He lived 97 years, that’s a good run. but for people like Tony… it never feels like enough time. He leaves a void in so many lives, but he also leaves a legacy of hope, compassion, understanding, and belief in others that will ripple through this community for generations.

 

If that sounds like an exaggeration, then you didn’t know Tony. All of us here, we knew Tony.  We know Tony didn’t just touch lives—he transformed them.

One of the great privileges of my life was getting to call Tony a friend for nearly 40 years. And when you’re my age, it’s not every day you get to share lunch with someone 36 years your senior—especially when that someone is a local legend.

 

Earlier this year, I had the honor of having lunch with Tony at Granger’s. We were deep in conversation—grilled cheese sandwiches, stories of Delray through the decades, old memories—when a gentleman walked across the restaurant, grabbed our check, and thanked Tony for a lifetime of good deeds.

Isn’t that beautiful?

That happened everywhere Tony went.

Gratitude followed him like a shadow.

 

During that lunch, as we talked about the past—about his arrival in Delray in the 1950s, about the people he’d known and the mayors he’d worked with, I noticed something extraordinary. While we reminisced, Tony didn’t live in the past. He honored it, yes, but his heart beat for the future.

 

At 97 years old, Tony was still raising money for Crossroads, still searching for ways to help more people recover, still dreaming up what was next.

That’s what legends do.

They wake up with purpose.

They live to serve.

Tony understood recovery because it was his struggle too. And because of that, he became a beacon—a model of what’s possible when someone chooses a life of sobriety, service, and dignity.

 

The word recovery carries enormous weight in Delray Beach. Over the years, we’ve seen tremendous compassion—and, sadly, we’ve also seen fear, intolerance, even cruelty. While we’ve been called a welcoming community. We’ve also heard people use the ugliest words to describe those who come here to heal.
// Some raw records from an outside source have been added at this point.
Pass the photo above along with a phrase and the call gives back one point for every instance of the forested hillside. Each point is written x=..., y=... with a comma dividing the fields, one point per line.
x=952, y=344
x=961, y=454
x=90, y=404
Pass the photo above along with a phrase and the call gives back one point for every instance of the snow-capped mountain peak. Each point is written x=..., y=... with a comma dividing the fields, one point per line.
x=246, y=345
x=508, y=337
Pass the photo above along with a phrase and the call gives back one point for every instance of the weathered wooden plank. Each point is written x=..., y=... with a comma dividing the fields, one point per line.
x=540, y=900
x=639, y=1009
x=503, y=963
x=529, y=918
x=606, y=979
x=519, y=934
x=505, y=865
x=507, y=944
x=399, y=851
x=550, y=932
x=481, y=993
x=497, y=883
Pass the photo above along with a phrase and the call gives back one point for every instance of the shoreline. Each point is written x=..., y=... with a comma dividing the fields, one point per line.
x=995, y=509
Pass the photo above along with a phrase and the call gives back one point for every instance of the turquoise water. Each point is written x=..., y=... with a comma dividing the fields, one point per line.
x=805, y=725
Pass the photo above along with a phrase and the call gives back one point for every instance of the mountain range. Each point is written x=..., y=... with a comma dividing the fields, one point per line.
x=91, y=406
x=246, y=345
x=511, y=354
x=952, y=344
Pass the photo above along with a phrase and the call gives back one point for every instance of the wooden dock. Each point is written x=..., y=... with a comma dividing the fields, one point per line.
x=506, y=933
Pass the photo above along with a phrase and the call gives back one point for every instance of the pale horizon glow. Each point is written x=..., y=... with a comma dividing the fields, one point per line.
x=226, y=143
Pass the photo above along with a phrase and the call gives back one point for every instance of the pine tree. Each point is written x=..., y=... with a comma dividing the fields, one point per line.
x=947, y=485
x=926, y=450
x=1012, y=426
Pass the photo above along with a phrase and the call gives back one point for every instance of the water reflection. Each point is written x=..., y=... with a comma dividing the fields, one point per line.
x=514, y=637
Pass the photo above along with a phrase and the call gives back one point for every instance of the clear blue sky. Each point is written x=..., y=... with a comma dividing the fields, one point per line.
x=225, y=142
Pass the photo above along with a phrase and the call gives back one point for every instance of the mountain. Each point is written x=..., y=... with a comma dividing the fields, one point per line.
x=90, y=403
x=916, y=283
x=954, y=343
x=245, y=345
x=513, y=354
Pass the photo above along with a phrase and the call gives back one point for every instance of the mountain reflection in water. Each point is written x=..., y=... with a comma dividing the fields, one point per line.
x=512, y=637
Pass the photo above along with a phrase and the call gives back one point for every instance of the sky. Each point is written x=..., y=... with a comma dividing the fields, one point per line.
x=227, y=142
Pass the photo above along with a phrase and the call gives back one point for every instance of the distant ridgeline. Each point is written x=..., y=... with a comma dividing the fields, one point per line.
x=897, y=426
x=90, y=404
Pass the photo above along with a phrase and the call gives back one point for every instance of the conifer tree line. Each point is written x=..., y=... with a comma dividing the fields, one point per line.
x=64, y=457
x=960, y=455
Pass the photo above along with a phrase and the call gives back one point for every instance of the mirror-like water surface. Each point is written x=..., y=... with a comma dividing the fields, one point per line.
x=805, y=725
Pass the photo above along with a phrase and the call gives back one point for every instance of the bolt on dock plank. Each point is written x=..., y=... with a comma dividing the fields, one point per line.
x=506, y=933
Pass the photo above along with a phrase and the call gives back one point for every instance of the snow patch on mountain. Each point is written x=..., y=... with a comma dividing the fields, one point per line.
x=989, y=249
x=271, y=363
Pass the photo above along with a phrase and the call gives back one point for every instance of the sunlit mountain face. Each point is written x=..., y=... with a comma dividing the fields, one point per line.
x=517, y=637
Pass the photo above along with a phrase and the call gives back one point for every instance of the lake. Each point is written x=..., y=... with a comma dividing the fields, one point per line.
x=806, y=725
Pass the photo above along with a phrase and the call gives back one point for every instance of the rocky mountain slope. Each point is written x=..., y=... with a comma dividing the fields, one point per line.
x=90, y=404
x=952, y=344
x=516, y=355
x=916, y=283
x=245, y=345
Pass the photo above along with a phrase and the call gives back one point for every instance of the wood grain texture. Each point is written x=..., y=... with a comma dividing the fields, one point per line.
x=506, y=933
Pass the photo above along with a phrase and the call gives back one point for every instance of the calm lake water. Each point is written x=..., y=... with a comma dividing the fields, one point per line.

But through it all, Tony never wavered.

He never stopped caring.

He never gave in to anger.

He never lost hope.

He responded to darkness with light.

He met judgment with kindness.

He met despair with possibility.

That’s rare.

That’s heroic.

That’s Tony.

Some of the very best people I’ve met in my 38 years in Delray came here to recover. Many stayed. Many built successful lives. Many are community leaders today. And Tony played a role in every one of those stories because he believed, fundamentally and ferociously, in people.

 

His civic résumé alone is breathtaking—Delray Beach Playhouse, Rotary Club, Lake Ida Property Owners Association—but his truest, deepest work was with the Crossroads Club, the nonprofit he led for more than four decades, quietly saving lives every single day.

 

Thousands of people owe their sobriety, their second chance, their dignity to Tony’s steadfast leadership.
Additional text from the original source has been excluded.